The Markarian 509 black hole is surrounded by a disc of gas shining bright in ultraviolet light. This emission varies in a synchronised way with emissions observed at the low end of the X-ray band, some 100s of times higher in energy than visible light. “The only way to explain this is by having gas hotter than that in the disc, a so-called ‘corona’, hovering above the disc,” Jelle Kaastra says. “This corona absorbs and reprocesses the ultraviolet light from the disc, energising it and converting it into X-ray light. It must have a temperature of a few million degrees. Using five space telescopes, which enabled us to observe the area in unprecedented detail, we actually discovered a very hot ‘corona’ of gas hovering above the disc. This discovery allows us to make sense of some of the observations of active galaxies that have been hard to explain so far.”
Cold gas bullets
The X-ray spectrum obtained with the Reflection Grating Spectrometer (RGS) of the space telescope XMM-Newton is the best obtained so far of such a system. It reveals unprecedented details of its gaseous environment. For the first time it has been possible to show that the outflow consists of at least five distinct components with temperatures ranging between 20.000 to a million degrees. The superb ultraviolet spectrum obtained by the Cosmic Origins Spectrograph of the Hubble Space Telescope reveals that the coolest gas in the line of sight towards Markarian 509 has 14 different velocity components at various locations in the innermost parts of this galaxy. Thus far only seven velocity components were identified.

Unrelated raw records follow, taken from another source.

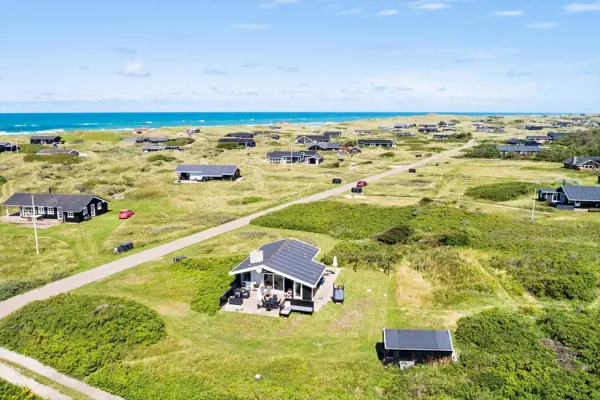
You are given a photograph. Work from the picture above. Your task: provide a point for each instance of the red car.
(124, 214)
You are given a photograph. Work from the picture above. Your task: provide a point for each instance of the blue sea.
(53, 123)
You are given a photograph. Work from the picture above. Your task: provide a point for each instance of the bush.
(484, 151)
(8, 391)
(64, 159)
(501, 191)
(161, 157)
(212, 272)
(78, 335)
(395, 235)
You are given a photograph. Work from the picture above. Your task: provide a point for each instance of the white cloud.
(134, 69)
(274, 3)
(250, 27)
(542, 25)
(582, 7)
(350, 11)
(516, 13)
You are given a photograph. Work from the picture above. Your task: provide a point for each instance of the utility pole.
(533, 207)
(37, 248)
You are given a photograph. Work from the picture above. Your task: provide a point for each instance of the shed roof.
(66, 202)
(424, 340)
(582, 193)
(290, 258)
(208, 170)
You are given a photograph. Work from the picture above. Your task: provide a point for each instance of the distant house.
(515, 142)
(541, 139)
(6, 147)
(441, 137)
(242, 142)
(295, 157)
(376, 143)
(285, 265)
(147, 149)
(64, 207)
(585, 163)
(304, 139)
(156, 140)
(315, 146)
(573, 197)
(409, 347)
(241, 135)
(44, 139)
(202, 173)
(522, 150)
(49, 152)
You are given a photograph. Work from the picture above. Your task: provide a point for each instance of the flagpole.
(37, 249)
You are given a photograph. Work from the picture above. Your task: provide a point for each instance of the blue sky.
(299, 55)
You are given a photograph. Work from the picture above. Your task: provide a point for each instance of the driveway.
(122, 264)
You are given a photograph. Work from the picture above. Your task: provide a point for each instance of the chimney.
(256, 256)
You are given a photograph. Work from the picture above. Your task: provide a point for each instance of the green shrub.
(366, 254)
(229, 146)
(161, 157)
(213, 273)
(78, 335)
(64, 159)
(8, 391)
(395, 235)
(502, 191)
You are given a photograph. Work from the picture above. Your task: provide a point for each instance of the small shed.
(416, 346)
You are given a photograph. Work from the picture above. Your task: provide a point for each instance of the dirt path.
(95, 274)
(13, 376)
(50, 373)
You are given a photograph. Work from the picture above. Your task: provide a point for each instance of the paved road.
(106, 270)
(13, 376)
(50, 373)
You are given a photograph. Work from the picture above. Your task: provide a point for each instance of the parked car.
(124, 214)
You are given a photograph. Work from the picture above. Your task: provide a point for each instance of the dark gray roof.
(396, 339)
(288, 257)
(582, 193)
(67, 202)
(57, 151)
(208, 170)
(511, 149)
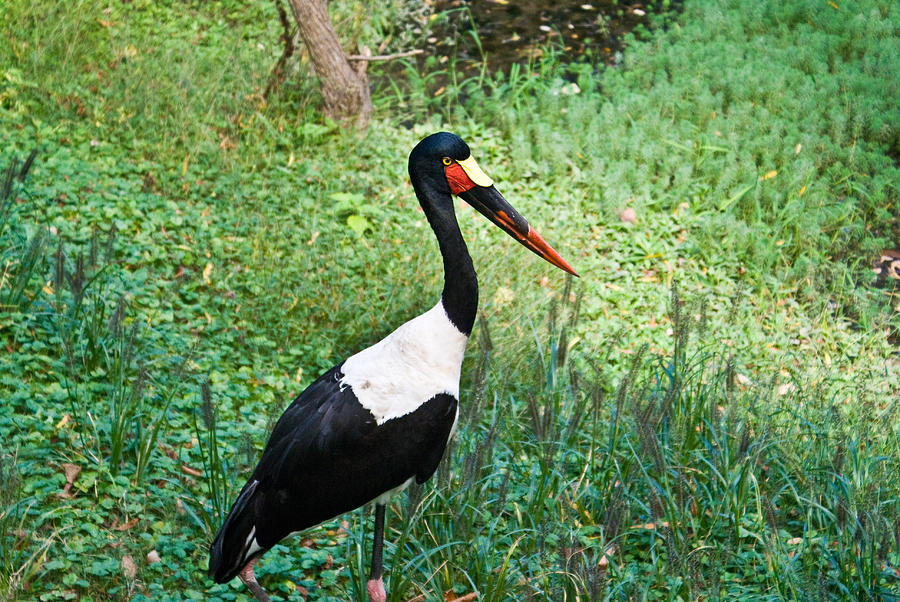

The combined X-ray and UV measurements demonstrate that most of the visible outflowing gas is blown off from a dusty gas torus surrounding the central region more than 15 light years away from the black hole. This outflow consists of dense, cold blobs or gas bullets embedded in hotter diffuse gas. “Even at a distance of 15 light years, the energy released near the black hole manages to blow off gas from the dusty torus that surrounds the disc of infalling gas,” Kaastra says.
Signs of cosmic collision
Further outwards, the signatures of the interstellar gas of the host galaxy are seen. That gas is strongly ionised by the central X-ray source: atoms are stripped of some or most of their electrons when illuminated by the powerful flux of X-rays. Even further out, at hundred thousands of light years, the X-ray light shines through gas falling in towards Markarian 509 with speeds of 200 km/s. This gas may point at a collision with a smaller galaxy in the past, that may have triggered the activity of Markarian 509.
Five large space telescopes were involved in this hundred days campaign that took place in late 2009. The heart of the campaign consisted of repeated visible, X-ray and gamma-ray observations with ESA’s XMM-Newton and INTEGRAL satellites, which monitored Markarian 509 for six weeks. This was followed by long observations with NASA’s Chandra X-ray satellite, using the Low Energy Transmission Grating, and the NASA/ESA Hubble Space Telescope using the new Cosmic Origins Spectrograph. Prior to these observations short snapshots to monitor the behaviour of the source at all wavelengths were taken with the Swift satellite.
The combined efforts of all these instruments and astronomers gave an unprecedented insight into the core of an active galaxy. Right in the middle of the campaign the source went into outburst. The physical changes due to this outburst could be followed over the electromagnetic spectrum from visible light to X-rays.